Each arrow is a data flow labelled with what moves.
Solid arrows are synchronous (request/response, caller blocks).
Amber dashed arrows are asynchronous (queued, scheduled, or event-driven — caller does not block).
Drag to pan, scroll to zoom. Boxes with a link drill into the next level.

Author edits and saves content (synchronous + async sync)

The author edits in the SPA, which calls the DRF API through Nginx. Django persists to Postgres and (for media) S3, then enqueues a content-sync task; the publish-queue worker commits the content to the site's GitHub repo.

Publish a site via Concourse + Hugo (asynchronous build)

A publish request enqueues publish_website_backend_{draft,live}. The worker syncs content to GitHub, then upserts/triggers the Concourse site pipeline.
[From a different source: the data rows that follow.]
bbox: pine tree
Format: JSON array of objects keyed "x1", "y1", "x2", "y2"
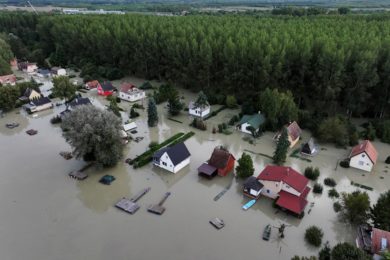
[
  {"x1": 273, "y1": 127, "x2": 290, "y2": 164},
  {"x1": 148, "y1": 98, "x2": 158, "y2": 127},
  {"x1": 236, "y1": 153, "x2": 255, "y2": 178}
]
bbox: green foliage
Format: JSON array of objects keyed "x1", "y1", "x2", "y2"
[
  {"x1": 52, "y1": 76, "x2": 77, "y2": 100},
  {"x1": 317, "y1": 116, "x2": 349, "y2": 147},
  {"x1": 328, "y1": 188, "x2": 340, "y2": 198},
  {"x1": 370, "y1": 190, "x2": 390, "y2": 232},
  {"x1": 148, "y1": 98, "x2": 158, "y2": 127},
  {"x1": 259, "y1": 88, "x2": 298, "y2": 130},
  {"x1": 304, "y1": 166, "x2": 320, "y2": 181},
  {"x1": 61, "y1": 106, "x2": 123, "y2": 166},
  {"x1": 324, "y1": 178, "x2": 337, "y2": 187},
  {"x1": 340, "y1": 191, "x2": 370, "y2": 225},
  {"x1": 168, "y1": 88, "x2": 184, "y2": 116},
  {"x1": 332, "y1": 243, "x2": 371, "y2": 260},
  {"x1": 236, "y1": 153, "x2": 255, "y2": 179},
  {"x1": 272, "y1": 127, "x2": 290, "y2": 164},
  {"x1": 226, "y1": 95, "x2": 237, "y2": 108},
  {"x1": 305, "y1": 226, "x2": 324, "y2": 247},
  {"x1": 318, "y1": 241, "x2": 332, "y2": 260},
  {"x1": 313, "y1": 183, "x2": 324, "y2": 194}
]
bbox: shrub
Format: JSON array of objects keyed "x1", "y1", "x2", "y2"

Concourse runs Hugo (pulling themes, manifest, and S3 resources), uploads the built site to the preview/publish buckets, purges Fastly, and POSTs status back to the pipeline_status webhook.

Live publish notifies MIT Learn (cross-service, asynchronous)

On a successful live build the Concourse pipeline POSTs an Open Catalog webhook (site prefix + version + key) to MIT Learn, which then runs its learning_resources ETL to ingest the OCW site JSON from the published S3 bucket into its catalog/search index.

Google Drive import & video pipeline (asynchronous)

An on-demand import walks the site's Drive folders, streams files into the S3 storage bucket, creates WebsiteContent resources, and for videos submits an AWS MediaConvert job. On completion MediaConvert webhooks back; the video is uploaded to YouTube and transcripts are ordered from 3Play.

Ingestion sources (ETL)

Every external source the edx_content / default Celery workers pull from, with transport and cadence. ⚠️ marks brittle linkages (HTML/token scrapes, hardcoded URLs).

Source	Transport	Cadence	Data	Source of truth
3Play Media transcripts	REST + callback webhook	on order + beat refresh (hourly)	PDF + WebVTT transcripts	`videos/threeplay_api.py`
Google Drive (media import)	REST (Drive API v3, service account)	on-demand per site	course media (files_final / videos_final)	`gdrive_sync/api.py`
S3 import bucket sync	S3 (aws s3 sync)	every ~24h (AWS_S3_SYNC_INTERVAL)	imported content into storage bucket	`content_sync/pipelines/definitions/concourse/s3_bucket_sync_pipeline.py`
ocw-hugo-themes / ocw-hugo-projects	Git (build-time)	per build	Hugo themes + per-starter config	`websites/constants.py`